[ZODB-Dev] Towards ZODB on Python 3

2013-03-08 Thread Marius Gedminas
(Resending because I used the wrong From address and the mail got stuck
in moderation.)


Some goals, in order of decreasing priority

1. ZODB should work on Python 3

2. ZODB databases created on Python 2 should be loadable with ZODB on
   Python 3.

3. ZODB databases created on Python 3 should be loadable with ZODB on
   Python 2.


This will be kinda longish, so please settle down.


Now, ZODB is built on top of pickles.  And pickles in Python 2 know about
two kinds of strings: str and unicode.  But there are actually *three*
kinds of strings in Python-land:

  * bytes
  * unicode
  * native strings (same as bytes in Python 2, same as unicode in Python 3)

Unfortunately we cannot distinguish bytes from native strings in the
pickles produced on Python 2: both kinds are pickled as STRING, BINSTRING
or SHORT_BINSTRING opcodes.  If we assume they're native strings, we
can break pickles that contain binary data, in one of two possible ways:

  i.   assume 'ascii' and raise UnicodeDecodeError while loading

  ii.  assume 'latin-1' and silently give applications unicode objects
   where they expect strings

  iii. assume 'utf-8' and combine the disadvantages of both of the above
   methods: sometimes fail, sometimes return unicode where applications
   expect bytes

One very common example of binary data: persistent object references.
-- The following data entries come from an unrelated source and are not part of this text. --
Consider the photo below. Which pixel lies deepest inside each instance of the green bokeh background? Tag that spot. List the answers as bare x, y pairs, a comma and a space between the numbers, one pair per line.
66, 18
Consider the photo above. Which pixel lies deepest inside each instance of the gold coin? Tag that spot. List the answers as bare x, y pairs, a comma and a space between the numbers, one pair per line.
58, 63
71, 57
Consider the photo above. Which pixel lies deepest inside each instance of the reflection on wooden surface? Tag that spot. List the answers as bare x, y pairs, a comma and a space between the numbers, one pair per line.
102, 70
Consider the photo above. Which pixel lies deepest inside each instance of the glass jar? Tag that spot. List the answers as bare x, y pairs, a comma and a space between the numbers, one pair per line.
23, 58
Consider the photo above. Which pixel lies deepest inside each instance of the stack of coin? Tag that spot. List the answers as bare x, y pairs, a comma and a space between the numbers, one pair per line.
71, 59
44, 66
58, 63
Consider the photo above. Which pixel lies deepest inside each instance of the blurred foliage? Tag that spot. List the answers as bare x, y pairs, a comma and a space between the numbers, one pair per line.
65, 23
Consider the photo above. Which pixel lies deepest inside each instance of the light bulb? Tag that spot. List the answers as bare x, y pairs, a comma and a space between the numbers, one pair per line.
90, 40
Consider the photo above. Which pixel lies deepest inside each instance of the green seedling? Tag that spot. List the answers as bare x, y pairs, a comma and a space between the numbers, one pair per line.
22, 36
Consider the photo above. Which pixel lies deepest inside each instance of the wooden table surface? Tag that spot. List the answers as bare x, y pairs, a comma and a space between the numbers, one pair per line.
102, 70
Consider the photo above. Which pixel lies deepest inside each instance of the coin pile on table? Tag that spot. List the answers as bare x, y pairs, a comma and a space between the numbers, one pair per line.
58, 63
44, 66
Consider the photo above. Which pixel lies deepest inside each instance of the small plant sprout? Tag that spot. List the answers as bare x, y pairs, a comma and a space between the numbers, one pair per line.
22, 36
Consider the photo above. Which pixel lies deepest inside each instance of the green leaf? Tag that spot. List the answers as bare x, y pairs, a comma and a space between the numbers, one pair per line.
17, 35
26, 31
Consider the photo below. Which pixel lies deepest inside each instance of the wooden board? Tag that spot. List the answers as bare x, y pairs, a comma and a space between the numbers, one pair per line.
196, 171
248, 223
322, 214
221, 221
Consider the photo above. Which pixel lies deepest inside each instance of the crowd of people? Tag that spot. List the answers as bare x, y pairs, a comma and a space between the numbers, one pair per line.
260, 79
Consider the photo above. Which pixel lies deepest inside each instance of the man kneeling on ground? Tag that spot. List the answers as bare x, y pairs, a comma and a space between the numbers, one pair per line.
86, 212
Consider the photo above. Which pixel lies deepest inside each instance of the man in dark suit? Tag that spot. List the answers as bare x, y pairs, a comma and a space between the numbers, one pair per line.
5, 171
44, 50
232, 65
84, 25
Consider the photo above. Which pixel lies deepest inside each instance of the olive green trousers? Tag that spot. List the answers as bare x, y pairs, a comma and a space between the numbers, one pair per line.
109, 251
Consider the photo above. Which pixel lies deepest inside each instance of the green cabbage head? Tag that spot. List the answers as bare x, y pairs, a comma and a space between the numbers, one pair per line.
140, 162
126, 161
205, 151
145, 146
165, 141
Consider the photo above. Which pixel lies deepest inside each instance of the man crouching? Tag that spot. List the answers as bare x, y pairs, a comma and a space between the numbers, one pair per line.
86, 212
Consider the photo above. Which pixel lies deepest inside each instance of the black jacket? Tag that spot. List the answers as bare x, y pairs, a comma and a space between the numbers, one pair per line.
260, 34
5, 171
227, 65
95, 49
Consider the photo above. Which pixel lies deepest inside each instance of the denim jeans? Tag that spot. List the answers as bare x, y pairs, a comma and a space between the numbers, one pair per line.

What if we break stride with the standard library pickle, do our own
pickle[1] and load BINSTRINGs as bytes?

  iv.  assume bytes [2]

Then we break *every object instance* by putting byte strings into the
instance __dict__ on Python 3:

obj.__dict__[b'attr'] = value
obj.attr
   Traceback ...
   AttributeError: ...

What if we try to detect which SHORT_BINSTRINGs are bytes and which ones
are native strings?

  v.   try to decode 'ascii', if that fails, return bytes [3]

Then we, again, get the disadvantage of approach (ii), only in a very
inconsistent manner: sometimes pickled binary data unpickles into
unicode.  Half of your OIDs are now u'\0\0\0\0\0\0\0\x7f', the other
half is b'\0\0\0\0\0\0\0\x80'.  ZODB itself can cope with that [4], but
will someone think of the childre^H^H^H^H^H applications?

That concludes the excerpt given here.